DataCleaner

Software Screenshot:
DataCleaner
Software Details:
Version: 4.0.9 updated
Upload Date: 27 Sep 15
Developer: -
Distribution Type: Freeware
Downloads: 0

Rating: nan/5 (Total Votes: 0)

DataCleaner is an open source and totally free solution for organizations and businesses wishing to increase and measure the quality of their data.

With DataCleaner, users will be able to profile, compare, validate data against business rules, and monitor the progression of these measurements over time.

AMong its features, we can mention data monitoring, data profiling and DQ analysis, data cleansing and enrichment, detect and merge duplicates, customer data quality, as well as super-fast ETLightweight (Extract-Transform-Load).

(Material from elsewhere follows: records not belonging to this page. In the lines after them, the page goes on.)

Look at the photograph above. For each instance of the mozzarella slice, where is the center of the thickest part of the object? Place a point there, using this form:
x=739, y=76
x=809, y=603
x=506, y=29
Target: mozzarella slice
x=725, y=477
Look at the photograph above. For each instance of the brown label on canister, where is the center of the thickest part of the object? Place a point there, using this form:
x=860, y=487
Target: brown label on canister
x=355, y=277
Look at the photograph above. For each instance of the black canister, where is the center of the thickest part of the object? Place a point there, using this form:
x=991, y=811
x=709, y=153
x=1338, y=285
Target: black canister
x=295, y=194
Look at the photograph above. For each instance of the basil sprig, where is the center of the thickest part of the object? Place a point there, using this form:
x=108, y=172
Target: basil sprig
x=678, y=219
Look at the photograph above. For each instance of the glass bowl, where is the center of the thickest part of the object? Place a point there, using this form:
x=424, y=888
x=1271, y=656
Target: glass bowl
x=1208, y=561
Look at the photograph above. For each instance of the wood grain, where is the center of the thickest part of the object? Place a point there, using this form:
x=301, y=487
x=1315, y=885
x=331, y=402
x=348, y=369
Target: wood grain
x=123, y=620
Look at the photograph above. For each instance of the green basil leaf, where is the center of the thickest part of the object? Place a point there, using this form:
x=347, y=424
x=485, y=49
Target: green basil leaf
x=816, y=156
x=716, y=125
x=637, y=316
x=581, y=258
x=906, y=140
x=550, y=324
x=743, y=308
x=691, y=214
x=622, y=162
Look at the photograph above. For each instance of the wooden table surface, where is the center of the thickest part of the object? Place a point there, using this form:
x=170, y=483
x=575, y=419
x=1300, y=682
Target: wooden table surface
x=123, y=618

To learn more about DataCleaner's functions and capabilities, as well as how to work with it, please refer to http://eobjects.dk/docs

What is new in this release:

  • Improvements and new features:
  • We've made it possible to create and drop tables via the desktop UI of DataCleaner. Note that the term "table" here actually covers more than just relational database tables. It also includes Sheets in MS Excel datastores, Collections in MongoDB, Document types in CouchDB and ElasticSearch and so on... Basically all datastore types that support write-operations, except single-table datastores such as CSV datastores, support this functionality! The functionality is exposed via:
  • "Create table" enabled via the right-click menu of schemas in the tree on the left side of the application.
  • "Create table" enabled also via table-selection inputs in components such as Insert into table, Table lookup and Update table.
  • "Drop table" enabled via the right-click menu of tables in the tree on the left side of the application.
  • We've added the (optional) capability of specifying your Salesforce.com web service Endpoint URL. This allows you to use DataCleaner to connect to sandbox environments of Salesforce.com as well to your own custom endpoints.
  • The ElasticSearch support has been improved, allowing custom mappings as well as reusing the ElasticSearch datastore definitions now also for searching and indexing.
  • The sampling of records and selection of potential duplicates in the Duplicate detection function has been improved, leading to faster configuration because the decisions made during the training session are more representative.
  • The Duplicate detection model file format has been updated which has removed the need for a separate 'reference' file in order to save past training decisions. Compatibility with the old format has been retained, but using the new format adds many benefits for the user experience.
  • Bugfixes:
  • A thread starvation issue was fixed in DataCleaner monitor. The impact of this issue was great, but it happened only in rare and very customized cases. If custom listener objects on the DataCleaner monitor would throw an error, it would result in a resource never being freed up and taking up a thread from the Quartz-scheduling pool on the server. If this would happen many times the server could eventually run out of threads in that pool.
  • The vertical menu on the result screen is now doing a proper job of displaying the labels of the components that have results. This makes it easier to recognize which menu item points to what result item.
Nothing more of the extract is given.